WAKTU

JEDA

Jumat, 25 November 2016

APAKAH KAMU MENCINTAIKU

(bagian pertama dari dua tulisan. )


Apakah kamu mencintaiku? Entah mengapa, akhir-akhir ini, istriku Nurfa Rosanti suka sekali mengajukan pertanyaan itu. Pertanyaan klise khas anak-anak unyu yang baru pacaran. Asu tenan memang. Herannya, meski kadang mencoba menghindar untuk menjawab pertanyaan nggak penting itu dengan mengalihkan topik pembicaraan, tetep saja istriku itu menuntut jawab.

Saking seringnya pertanyaan itu ia ajukan, aku sendiri kadang bingung, kenapa dia tiba-tiba menanyakan pertanyaan macam itu sekarang. Kok nggak dari dulu-dulu waktu pacaran. Keterlaluan. Dulu waktu kami pacaran, untuk mengatakan i love you padaku, susahnya seperti orang sembelit. Aneh, setua ini masih juga bertanya soal cinta. Mungkin lagi puber kedua.

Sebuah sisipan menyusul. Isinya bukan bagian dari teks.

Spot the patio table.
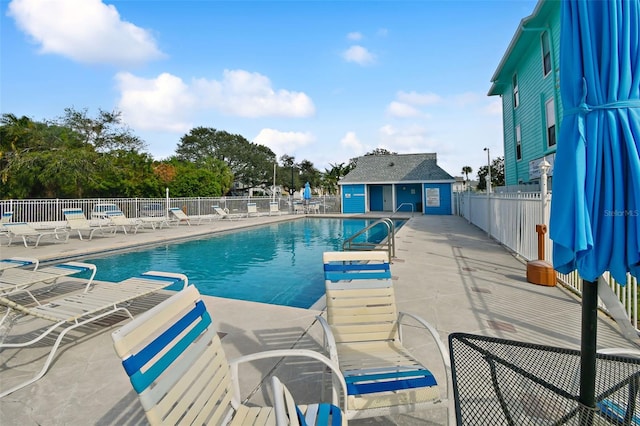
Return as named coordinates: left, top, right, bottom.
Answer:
left=449, top=333, right=640, bottom=425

Tapi jika aku sedang sendirian dan dia sedang tak ada, aku kadang merenungkan pertanyaan dia dengan bertanya pada diri sendiri; apakah aku mencintainya?

Lalu aku membayangkan pertemuan pertama kami dulu. Dalam film-film romantis pertemuan pertama seringkali digambarkan di tempat-tempat keren; perpustakaan, toko buku, museum, gerai seni atau bisa juga di hutan seperti pertemuan Rosa dan Roco, dua pemeran utama dalam film Tarzan X. Tapi aku tidak begitu. Kami, aku dan dia, bertemu untuk pertamakalinya di rumah seorang teman perempuanku yang juga temannya. Rumahnya di dekat pasar, di pinggir jalan raya, Di sebuah siang yang terik yang aku sendiri lupa hari, bulan dan tanggalnya. Hanya ingat tahunnya, 1999. Tak ada yang istimewa dari pertemuan itu. Ia hanya teman SDku dulu hingga kelas 3 (sampai kemudian aku pindah ke kota lain). Kesan pertamaku, Ia perempuan yang biasa-biasa saja. Wajahnya mudah sekali dilupakan. Senyumnya dipaksa-paksakan sehingga bibirnya nampak manyun dan kedodoran. Status dia; berpacaran.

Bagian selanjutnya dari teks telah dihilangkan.